A intervenção dos EUA e da Grã-Bretanha levanta a questão da obrigação de defender e direito a ser defendido. No caso do Iraque, mesmo depois da demissão do Primeiro Ministro que fez parte do problema, coloca-se a questão do colapso do Estado.

 

Na questão palestiniana a situação tem nuances dada a intervenção do Hamas, contudo o seu direito à paz e defesa deveria prevalecer.

 

Na Ucrânia entretanto a tensão na fronteira com a Rússia sobe com a coluna de ajuda enviada por Moscovo estacionada junto da fronteira. Vladimir Putin aceitou as condições do Presidente ucraniano de permitir que os camiões fossem vistoriados entes de entrarem. E foram.

 

 Todavia a ajuda humanitária continua a escassos quilómetros dos destinatários enquanto Kiev procura capitalizar com o envio da sua ajuda. Se alguma boa notícia poderá existir sairá talvez da sequência do encontro de Berlim de domingo. O facto de ao longo do dia não estar nas notícias pode indicar que algum progresso poderá existir.
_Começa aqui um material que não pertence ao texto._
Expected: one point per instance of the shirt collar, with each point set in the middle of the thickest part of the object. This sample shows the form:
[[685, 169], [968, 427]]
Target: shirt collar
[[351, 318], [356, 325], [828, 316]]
Mas um progresso muito difícil.

 

A Rússia não vai abandonar os seus cidadãos e os russófonos às mãos de um Governo que não mostras de flexibilidade e cujo Primeiro Ministro, provavelmente por inexperiência, toma diariamente na televisão atitudes que, seja qual for o ponto de observação, são objectivamente provocatórias.  As últimas afirmações de confrontos, da destruição de blindados russos que teriam passado a fronteira são pouco animadoras.

 

 A ser verdade o silêncio público seria a melhor atitude, deixando que pelas vias diplomáticas corressem os protestos e que os aliados da Ucrânia fizessem essa denúncia.

 

 A ser falso foi uma forma de provocar o urso russo que nem sequer está ferido, quanto mais moribundo. Putin esta semana deu sinais de abertura, indo mesmo ao ponto de afirmar que não queria ver a Rússiaisolada”. O recado foi claro.

 

 Moscovo não está interessada em confrontos mas não a qualquer preço e se tiver de pagar o preço de um confronto apenas procurará que este seja limitado ao Leste da Ucrânia. Kiev verá então quem são os seus aliados.

 

A Chanceler alemã Ângela Merkel parece estar a ter um importante papel por detrás da cortina, beneficiando das tradicionais relações com a Rússia, dos seus laços económicos, bem como da dependência da UE em que a Ucrânia se colocou.

 

Os conflitos, as crises, incluindo as sociais que nos últimos dias atingem o estado norte-americano do Missouri, não se ficam por aqui.

 

 Ao contrário do que muitos podem pensar nada disto está a acontecer longe sem nos afectar. A interligação da situação internacional tornou-se um facto do dia a dia. Hoje não sillyseasonque dava destaque a esses tais acontecimentos demasiado longe.